INTELLIGENCE IN WAR: KNOWLEDGE OF THE ENEMY FROM NAPOLEON TO AI-QAEDA By John Keegan, Alfred A. Knopf, $ 30
Most people have a romantic image of intelligence agents, thanks to Hollywood and novelists like Ian Fleming. This book by John Keegan, an eminent military historian, sets out to demolish this image replace it with a more sober picture.
Intelligence has never been decisive in a war, says Keegan. Often, intelligence inputs (even from premier ones like the MI 6 or CIA) are confusing and contradictory. It is the analysis of this raw data that is more important. Thrillers have a stock situation in which a spy risks his life to acquire and pass on information about enemy activities, thereby saving the world from disaster. Keegan claims that it is impossible for any one person to acquire top secret information and to hoodwink counter-intelligence agents a la James Bond.

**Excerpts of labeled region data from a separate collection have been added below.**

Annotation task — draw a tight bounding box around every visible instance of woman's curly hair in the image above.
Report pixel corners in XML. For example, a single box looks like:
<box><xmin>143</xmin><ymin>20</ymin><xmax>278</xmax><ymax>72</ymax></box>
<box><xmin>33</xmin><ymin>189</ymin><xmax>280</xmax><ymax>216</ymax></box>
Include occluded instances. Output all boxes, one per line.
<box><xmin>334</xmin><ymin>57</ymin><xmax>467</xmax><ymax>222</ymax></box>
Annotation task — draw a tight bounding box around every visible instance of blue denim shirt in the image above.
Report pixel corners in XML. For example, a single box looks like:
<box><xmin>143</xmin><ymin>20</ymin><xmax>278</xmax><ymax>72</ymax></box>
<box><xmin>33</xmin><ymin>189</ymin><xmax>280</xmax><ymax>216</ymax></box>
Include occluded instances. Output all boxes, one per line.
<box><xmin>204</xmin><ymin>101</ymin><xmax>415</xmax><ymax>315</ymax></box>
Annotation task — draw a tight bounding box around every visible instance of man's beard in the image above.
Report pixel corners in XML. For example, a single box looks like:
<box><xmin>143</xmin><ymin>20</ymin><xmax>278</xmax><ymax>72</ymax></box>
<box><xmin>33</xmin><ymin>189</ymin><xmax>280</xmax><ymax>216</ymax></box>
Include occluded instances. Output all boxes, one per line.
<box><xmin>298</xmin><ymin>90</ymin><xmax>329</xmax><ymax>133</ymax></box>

For example, the controversial Cambridge spy ring, says Keegan, was inconsequential in reality. He also contends that Kim Philby had no access to secret information. He also blows the myth about how Richard Sorge eavesdropped on a conversation between the Japanese and German ambassadors in Tokyo, and tipped off Churchill who, in turn, warned Stalin about the impending Nazi attack. According to Keegan, neither did Sorge have such information nor could he contact Churchill.
Rather, it is the scientists and engineers who are more useful in gathering intelligence. Take the Polish mathematicians who broke the coded messages from Enigma, the German encrypting device, and passed it on to the British when the Nazis overran Poland. This helped British intelligence to make the Ultra so that they could know what orders Hitler had sent his field commanders.
But, warns Keegan, knowing is not enough. In mid-1941, British intelligence knew how many German divisions were preparing to invade Crete. But the superior air power of the Luftwaffe and the professionalism of the German paratroopers led to the British defeat. The Allies too knew about the strength of the panzer divisions and their area of deployment in France. But, in the end, “blood and guts” was needed to fight the Nazis on the beaches of Normandy.
Modern security analysts are full of the “revolution” in intelligence-gathering, of how satellite and sensor technologies have changed the nature of war. But according to Keegan, human analysis is no less important — despite the best photo imagery equipment, analytical insight is needed to distinguish a cloud from an experimental nuclear explosion.
A recent study reveals that the CIA recruited scientists, sociologists and historians to collect and analyse data. Keegan avers that this is the case throughout history. The strategic and geographical information Herodotus compiled helped Alexander invade the Persian Empire.
For Keegan, spies are only flesh and blood. And neither rich nor famous. It is those who write spy thrillers who are that.